In the afternoon we went shopping for clothes for all the events. Some earlier arrivers had ordered tuxedos and we stopped for a fitting at a place called Raymond’s. Raymond’s must be a chain because I saw a few around town and even a reference to it in the book from 1973 I’m reading (Great Railway Bazaar). Nice place doing all sorts of formal wear and made to measure suits and shirts. We spent the most time at an ethnic wear (their term) shop getting the kurtas (link). Shopping is a very different experience here. They brought us water, tea etc and I heard the girls were brought sandwiches and snacks. Meanwhile all our measurements were taken (video) and the clerks began slapping cellophane wrapped packages onto the counter. You basically tell the guy what sort of color you are looking for and either simple or whatever the Gujarati word is for not simple and he starts pulling down packages to which our leader would rapid fire ‘no, no, no, yes, no, no’ scanning through dozens at once. We got the whole pile put together and made a side trip through the old city to have a different tailor make me a jodpuri suit. The shop was in one of the tiny alleys of the old city and we got to watch some monkey mamas w/ babies in tow scamper down 1 side of the alley and up the other. Never been that close to a real monkey before, despite the cuddly image they portray up-close they seem mean.
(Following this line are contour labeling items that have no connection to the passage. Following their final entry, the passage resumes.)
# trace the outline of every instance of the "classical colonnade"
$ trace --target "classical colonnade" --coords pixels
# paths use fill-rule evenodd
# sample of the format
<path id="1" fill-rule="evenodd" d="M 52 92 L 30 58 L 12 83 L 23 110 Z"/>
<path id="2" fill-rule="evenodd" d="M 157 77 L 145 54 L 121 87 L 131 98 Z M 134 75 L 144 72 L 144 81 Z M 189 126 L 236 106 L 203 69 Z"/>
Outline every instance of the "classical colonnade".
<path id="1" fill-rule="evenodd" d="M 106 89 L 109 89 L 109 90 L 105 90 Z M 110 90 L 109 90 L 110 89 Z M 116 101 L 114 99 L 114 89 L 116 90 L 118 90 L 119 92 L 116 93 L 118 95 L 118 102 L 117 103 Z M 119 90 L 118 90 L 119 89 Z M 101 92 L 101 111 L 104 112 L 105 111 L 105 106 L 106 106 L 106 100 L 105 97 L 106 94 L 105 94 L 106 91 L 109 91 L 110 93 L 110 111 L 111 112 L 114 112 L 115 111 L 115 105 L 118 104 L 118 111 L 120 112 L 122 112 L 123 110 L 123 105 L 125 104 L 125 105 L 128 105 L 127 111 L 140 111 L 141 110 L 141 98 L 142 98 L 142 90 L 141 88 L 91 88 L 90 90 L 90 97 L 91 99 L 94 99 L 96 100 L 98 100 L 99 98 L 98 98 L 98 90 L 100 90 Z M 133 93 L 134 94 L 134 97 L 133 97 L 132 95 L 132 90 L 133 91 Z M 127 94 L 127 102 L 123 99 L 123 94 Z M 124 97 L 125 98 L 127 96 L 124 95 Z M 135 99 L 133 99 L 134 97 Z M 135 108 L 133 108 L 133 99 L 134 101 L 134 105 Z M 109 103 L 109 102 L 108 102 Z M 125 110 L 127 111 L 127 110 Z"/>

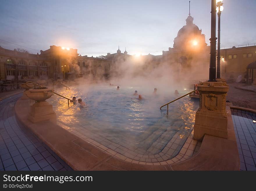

I’m still not ready to talk about driving in India but driving through the old city of Vadodara was totally nuts. The streets are inches wide, lined with parked bikes/scooters/motorcycles, congested with pedestrians and somehow through all this squeeze lanes. I’m not exaggerating to say that 1 average street lane in Tucson would be 2.5 here. There are not many side mirrors and clearances between oncoming traffic is measured in mm. There was tons of cool stuff to see but I’ll cover Vadodara generally in a later note.
The girls got back late from shopping fairly exhausted, we had some standard Gujarati food and off to bed. Big first day.